Once again, a sample has become a vest. (It’s funny how that happens the two weeks before we start to work on the real human-sized vest project.) This time, we designed it as a class.
The target sketch – we settled on a simple princess line that ends at the hip. The armscyes have been lowered, the shoulders narrowed at the outside, and the neckline dropped slightly. It closes at the center front with a zip.
We have a new block this week – the torso block. It’s designed to fit the body past the waist with double-ended fish-eye darts. Our design calls for a single princess line, so we’re going have to do something about the dart closest to the side seam. We cross out the dart so we remember not to use it. However, we still want some of the fit this dart provided. We’re going to transfer half of this dart to the side seam. On both the front and the back, we marked a guide on the waistline. This guide is 1/2 of the unused dart’s uptake.
This is the downside of me taking pictures while the demo is going on – sometimes I get all excited about starting the demo, and I forget to start taking the pictures. :/
The back side has all the markers we will need for the princess line. The front does not.
Find the midpoint of the front shoulder. The shoulder is 1 1/4″, or 5/4″, Half of that is 5/8″.
Connect the midway point on the shoulder to the bust point. Connect the bust point to the top of the dart, and the bottom of the dart to the bottom of the block. You can do this with a single line if you follow the center line of the dart. Your line should be perpendicular (square) to the bottom of your block.
Before we go any further, we need notches to tell us how these pieces go back together. Our notches are 1/2″ above and below the bust point for 1/4 scale. We also notch both sides of the dart at the waistline, because it changes direction there. (Remember, the mark on the waist by the side of the block is a guide, not a notch.)
For the back, connect the bottom of the shoulder dart to the top of the remaining fisheye dart. Connect the bottom of the fisheye to the bottom of the block. Once again, use the center line of the dart. You should be perpendicular to the bottom of the block. Give yourself notches at the top and waistline of the fisheye dart, and at the bottom of the shoulder dart.
Cut your pieces out. Remember, for this to become a princess line, you need to cut up the legs of your darts, not the center lines.
We’re going to finish the back first, because less is happening there. The center back piece is basically complete and can be attached to your colored paper. We need to work with the side back piece, to finish the process of moving half of the unused dart’s uptake to the side line.
To alter the sideline below the waist, find a smooth curve that connects the guide on the waistline with the sideline of the body. This point should be at or slightly above where the original dart ended. Do not go below the end of the original dart, or you will make the hip smaller than it should be.

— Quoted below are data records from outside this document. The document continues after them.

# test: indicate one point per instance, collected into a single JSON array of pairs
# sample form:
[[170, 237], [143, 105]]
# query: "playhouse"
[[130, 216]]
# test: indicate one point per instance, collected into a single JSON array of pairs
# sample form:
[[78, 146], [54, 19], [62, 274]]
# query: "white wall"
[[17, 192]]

Above the waist, use a straight line to connect the waist guide with the side line. Once again, make sure that your new line ends at, or slightly before, the end of the original dart.
If you end up with an angle at the waist in the new side line, smooth it out with a curve. (I did that proactively, before putting the top of the side line in.)
To finish the back, we’re going to make the princess line a little nicer.
The side back piece has some angles. We don’t want those. Using a curve, make a smooth line between the two notches. This line should stay as close to the white paper as possible. I’ve brought in a small adjustment on the center back side of the princess line, as well. This give a smoother line, but more importantly, it’s the opposite of what I did to the side back. I don’t want to add extra room in the upper back, so if I put area into the pattern on one side of a seam, I need to take out a similar amount on the other side.
Now, for the front. Your center front piece is basically done. Our work is on the side front. First, from the bust point, cut to (but not through) the end of the side bust dart. Close out the side bust dart as you attach your piece to the colored paper.
We are going to adjust the side seam the same way we did in back. From your guide on the waistline, bring a curve below the waist and a straight line above it.
Remember that you don’t want either line to go past the original dart ends.
To finish the princess line, use a curve to complete the area over the bust point.
Now we can add our style elements:
We’re shortening all of the pieces relative to the bottom of the block. Draw a line parallel to the bottom, and shade the area beneath it. The location of this line is based on what we see in our sketch, so there was no absolute right measure. Mine is about 1 1/8″ above the bottom.
The center front of our hem has a festive little upward curve. Draw this in, based on what you see in the sketch. I eyeballed mine, and the center front ended up 1/2″ above the hemline. Again, there is no one single right answer.
We can also adjust the armscye based on the picture. While there are no right measurements, there is a right way: notice that I’ve given myself guidelines to make sure I meet the side seam and shoulder lines squarely.
After that, I want to bring in a new curve that mimics the existing one. In other words, the curves should be very similar in shape and mostly parallel. What you do in front, you have to do in back. Make sure you are moving the armscye down the side and in on the shoulder by the exact same amounts!
The neckline can be adjusted down, per the sketch. Remember to give yourself a guide to square into the center front.
Finish out your pattern, including seam allowances, notches, grain lines, required markings, etc.
And make your all-in-one facing pieces like we did with our last vest. (Scroll down about 1/3 the page.)